The filmmakers’ purpose in setting so vast a stage is to frame the revelation to a shaken and incredulous Jupiter that humanity did not originate on Earth, and that her planet is part of a much larger enterprise and social order that dates back more than a billion years. It’s an asset among many, currently owned by the formidable Balem Abrasax, as played by Eddie Redmayne. Though they sprang from the same DNA eons ago, the Abrasax family represents a culture so evolutionarily advanced that they now view the human population on Earth as no more than livestock, a cash crop they can cultivate for their own purposes. And harvest.

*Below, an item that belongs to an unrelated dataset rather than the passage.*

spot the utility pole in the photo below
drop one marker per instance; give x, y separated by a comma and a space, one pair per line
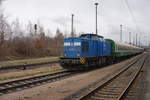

As shocking as this is to Jupiter, so is the knowledge that she somehow holds the key to controlling all of it. But in order to accomplish all that lies ahead, Jupiter must sweep aside the doubts and the limitations she has always accepted. She needs to find the courage and the focus to stride forward and claim her birthright despite all the odds against her, and be the person she was clearly meant to be.
Set for release across the Philippines on Feb. 05 in IMAX 3D and 2D cinemas, “Jupiter Ascending” is distributed by Warner Bros. Pictures, a Warner Bros. Entertainment Company.